Team Dominance In F1 Isn’t As Uncommon As You Think – WTF1

Team Dominance In F1 Isn’t As Uncommon As You Think

We’re only two races in, but one huge talking point since the season opener in Bahrain has been taking over the motorsport world. Is Red Bull’s dominance ruining Formula 1? Before you decide, we should consider that team or driver dominance in F1 isn’t as unusual as you may think. 

If you’d had enough of seeing Max Verstappen and Sergio Perez on the podium in 2022, then you’d best buckle in because we’ve got a feeling that this season we’re about to see a whole new level of Red Bull supremacy.

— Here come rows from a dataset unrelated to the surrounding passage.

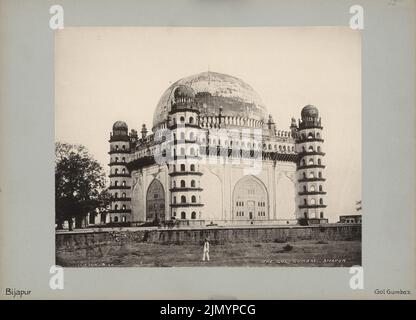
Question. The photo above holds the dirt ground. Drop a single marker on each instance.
(304, 253)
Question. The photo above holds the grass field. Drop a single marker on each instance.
(303, 253)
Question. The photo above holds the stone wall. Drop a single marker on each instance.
(68, 241)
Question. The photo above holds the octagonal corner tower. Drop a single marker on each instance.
(212, 91)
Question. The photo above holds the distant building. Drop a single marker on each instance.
(351, 218)
(204, 182)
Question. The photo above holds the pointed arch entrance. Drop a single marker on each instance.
(250, 200)
(155, 201)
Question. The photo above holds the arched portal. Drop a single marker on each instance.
(250, 200)
(155, 201)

It’s no secret that the RB19 is ridiculously quick, just like its predecessor. Although for some, it may feel like it’s getting a bit boring seeing the same ol’ drivers winning every single race, it’s actually quite a common theme throughout F1’s history.

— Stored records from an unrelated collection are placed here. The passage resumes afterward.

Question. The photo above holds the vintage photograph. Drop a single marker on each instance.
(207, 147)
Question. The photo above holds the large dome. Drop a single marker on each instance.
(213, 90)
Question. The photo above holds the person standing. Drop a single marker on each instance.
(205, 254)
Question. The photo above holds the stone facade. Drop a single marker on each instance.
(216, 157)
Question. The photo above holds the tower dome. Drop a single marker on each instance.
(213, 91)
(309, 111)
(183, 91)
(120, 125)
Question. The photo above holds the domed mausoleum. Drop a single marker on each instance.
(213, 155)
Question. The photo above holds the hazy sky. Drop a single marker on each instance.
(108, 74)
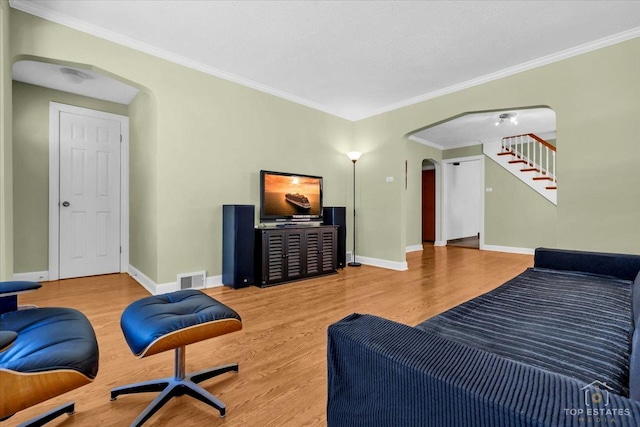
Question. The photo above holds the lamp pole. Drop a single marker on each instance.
(354, 156)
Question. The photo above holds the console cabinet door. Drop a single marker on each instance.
(294, 254)
(313, 241)
(274, 255)
(328, 253)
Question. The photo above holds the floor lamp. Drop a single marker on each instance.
(354, 156)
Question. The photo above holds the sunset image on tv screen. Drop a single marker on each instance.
(286, 195)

In this list, we’ve singled out four other seasons where teams (or drivers) were particularly dominant.


To be honest, we could’ve included 2000, 2001, 2002 and probably even 2003, too, if we’re going to talk about Ferrari. Michael Schumacher’s world championship era was truly spectacular, but there was just something special about his final one in 2004. He took 12 wins in the first 13 races and clinched the title with four to spare. Insane 🤯

The team had impenetrable reliability and pace, to a degree that’s rarely been matched since. With expected rivals McLaren and Williams not providing the fight, it was a walk in the park for Ferrari with a win total of 15 out of the 18 races that season.


One of our favourite F1 seasons, the Hamilton-Rosberg rivalry really reached its peak in their fourth and final season together as teammates. And the car they had beneath them? Wow. It would be effortless to talk about almost any of the years between 2014-20, especially when you consider Lewis Hamilton won six of his seven titles in that time.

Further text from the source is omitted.